Erneute Kreuzbandverletzung, fehlgeschlagene Kreuzbandoperation

Auch nach einer erfolgreich durchgeführten Kreuzbandoperation kann es bei einem entsprechenden Unfallmechanismus wieder zu einem Riss des transplantierten Kreuzbandes kommen.

Darüber hinaus kann eine Kreuzbandplastik auch ohne weiteren Unfall wieder instabil werden. Dies wird als Transplantatversagen bezeichnet. Das Transplantatversagen kann vielfältige Ursachen haben, die genau analysiert werden müssen.
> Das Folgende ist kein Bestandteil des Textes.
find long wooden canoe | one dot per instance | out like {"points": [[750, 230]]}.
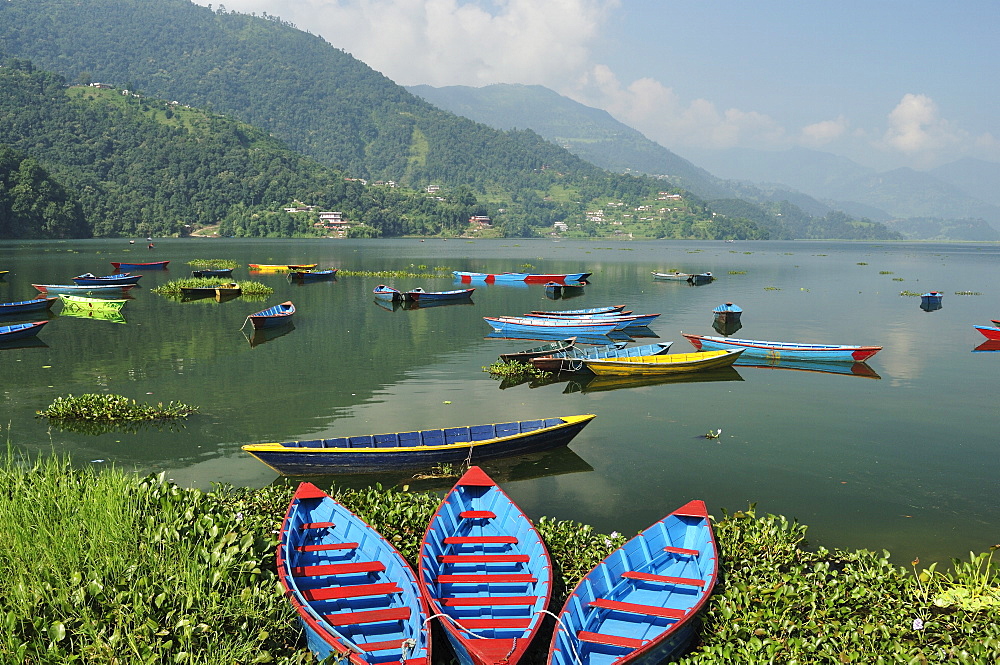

Hierzu gehören nicht erkannte Seitenbandinstabilitäten, Meniskusverletzungen oder auch starke Abweichungen der Beinachse als „O-Bein“ oder auch „X-Bein“. Bevor eine erneute Kreuzbandoperation (Revisionskreuzbandplastik) erfolgen kann, müssen die bereits in der ersten Kreuzbandoperation angelegten Knochenkanäle mittels Computertomografie (CT) untersucht werden.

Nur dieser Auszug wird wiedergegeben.